On a jogl sample of mine, I am having some performances issue.
I would like to profile it on the cpu side and I am using System.currentTimeMillis().
This is the main loop of my application:
@Override
public void display(GLAutoDrawable glad) {
frameTimer.stop();
frameDelta = frameTimer.getTime();
// just an estimate
totalTime += frameDelta;
transformer.update(frameDelta);
frameTimer.reset();
GL4 gl4 = glad.getGL().getGL4();
frameTimer.start();
draw(gl4);
checkGlError(gl4);
glad.swapBuffers();
}
frameDelta is a class that has the following methods:
private long startTime;
private long diffTime;
private boolean running;
public NvStopWatch() {
running = false;
}
/**
* Start time measurement.
*/
public void start() {
startTime = System.currentTimeMillis();
running = true;
}
/**
* Stop time measurement.
*/
public void stop() {
diffTime = getDiffTime();
running = false;
}
/**
* Reset time counters to zero.
*/
public void reset() {
diffTime = 0;
if (running) {
start();
}
}
public float getTime() {
float ms = running ? getDiffTime() : diffTime;
return ms / 1000;
}
/**
* Get difference between start time and current time.
*
* @return
*/
private long getDiffTime() {
long now = System.currentTimeMillis();
long diff = now - startTime;
if (diff < 0) {
System.out.println("diff " + diff + " now " + now + " startTime " + startTime);
diff = (long) BindlessApp.minimumFrameDeltaTime;
}
return diff;
}
As you see the calling order of its methods is .stop(), .getTime(), .reset() and .start()

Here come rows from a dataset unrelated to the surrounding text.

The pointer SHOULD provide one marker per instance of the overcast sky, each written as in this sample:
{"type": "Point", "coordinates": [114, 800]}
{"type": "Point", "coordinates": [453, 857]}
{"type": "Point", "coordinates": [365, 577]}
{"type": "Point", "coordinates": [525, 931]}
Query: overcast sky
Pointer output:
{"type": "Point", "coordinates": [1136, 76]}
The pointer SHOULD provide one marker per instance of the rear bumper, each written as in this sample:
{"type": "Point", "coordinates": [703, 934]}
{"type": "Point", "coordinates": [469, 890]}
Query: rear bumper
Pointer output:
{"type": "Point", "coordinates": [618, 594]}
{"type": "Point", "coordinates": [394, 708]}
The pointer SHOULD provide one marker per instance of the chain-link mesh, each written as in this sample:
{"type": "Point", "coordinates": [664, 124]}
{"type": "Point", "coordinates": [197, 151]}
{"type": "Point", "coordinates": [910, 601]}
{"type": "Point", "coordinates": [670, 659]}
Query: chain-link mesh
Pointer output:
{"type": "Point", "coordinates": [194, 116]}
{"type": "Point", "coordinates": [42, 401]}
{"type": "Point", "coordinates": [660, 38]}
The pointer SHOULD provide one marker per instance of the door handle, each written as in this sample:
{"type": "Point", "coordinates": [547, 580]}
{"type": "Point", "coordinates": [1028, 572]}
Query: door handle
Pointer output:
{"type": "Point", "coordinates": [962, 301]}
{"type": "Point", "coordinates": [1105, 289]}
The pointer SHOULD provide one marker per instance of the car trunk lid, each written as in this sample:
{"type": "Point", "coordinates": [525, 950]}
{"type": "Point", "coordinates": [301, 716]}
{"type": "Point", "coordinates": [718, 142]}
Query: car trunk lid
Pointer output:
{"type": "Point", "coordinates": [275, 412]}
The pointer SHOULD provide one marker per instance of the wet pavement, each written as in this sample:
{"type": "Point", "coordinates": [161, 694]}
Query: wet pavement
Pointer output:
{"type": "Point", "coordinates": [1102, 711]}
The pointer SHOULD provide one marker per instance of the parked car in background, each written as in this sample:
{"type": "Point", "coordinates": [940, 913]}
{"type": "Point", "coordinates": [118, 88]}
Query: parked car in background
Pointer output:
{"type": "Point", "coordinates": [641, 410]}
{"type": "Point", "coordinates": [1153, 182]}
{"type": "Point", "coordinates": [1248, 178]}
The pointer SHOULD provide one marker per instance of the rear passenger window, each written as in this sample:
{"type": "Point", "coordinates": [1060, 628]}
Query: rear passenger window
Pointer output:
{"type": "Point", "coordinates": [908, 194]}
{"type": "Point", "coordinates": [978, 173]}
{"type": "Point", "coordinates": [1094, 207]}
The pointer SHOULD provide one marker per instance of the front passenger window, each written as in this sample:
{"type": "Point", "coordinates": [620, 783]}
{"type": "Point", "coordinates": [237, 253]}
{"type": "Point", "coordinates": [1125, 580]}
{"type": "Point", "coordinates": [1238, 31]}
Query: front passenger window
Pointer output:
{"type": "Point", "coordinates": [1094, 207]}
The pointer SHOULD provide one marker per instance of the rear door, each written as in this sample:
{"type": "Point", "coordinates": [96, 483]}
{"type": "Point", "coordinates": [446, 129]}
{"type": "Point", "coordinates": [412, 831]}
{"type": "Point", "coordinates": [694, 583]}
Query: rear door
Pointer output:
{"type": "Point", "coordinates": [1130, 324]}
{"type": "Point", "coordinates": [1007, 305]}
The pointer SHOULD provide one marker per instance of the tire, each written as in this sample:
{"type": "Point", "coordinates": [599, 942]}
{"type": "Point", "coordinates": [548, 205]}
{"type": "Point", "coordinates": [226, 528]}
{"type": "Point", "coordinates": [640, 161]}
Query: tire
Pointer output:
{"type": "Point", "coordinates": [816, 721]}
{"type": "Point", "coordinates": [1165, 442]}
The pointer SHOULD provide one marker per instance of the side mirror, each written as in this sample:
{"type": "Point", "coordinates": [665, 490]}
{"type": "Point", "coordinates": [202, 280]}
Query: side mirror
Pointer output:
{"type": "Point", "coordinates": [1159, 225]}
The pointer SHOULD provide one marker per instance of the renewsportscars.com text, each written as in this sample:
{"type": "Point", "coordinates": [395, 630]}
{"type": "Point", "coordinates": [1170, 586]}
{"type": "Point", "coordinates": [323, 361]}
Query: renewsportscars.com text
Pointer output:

Sometimes, on the .getTime() it happens that a negative value is returned.. just randomly without any schema or something
How could it be possible?
Edit:
I did some test on windows 7 x64 (without any volatile, synchronized and nanoTime()), I dont get any negative delta over there.. only on ubuntu 15.04 x64..
Anyway unfortunately on Ubuntu volatile and synchronized don't help, nanoTime() instead does.
Do you have a valid explanation to that? Something wrong with the java implementation? I am using the one of webupd8team, 8u45.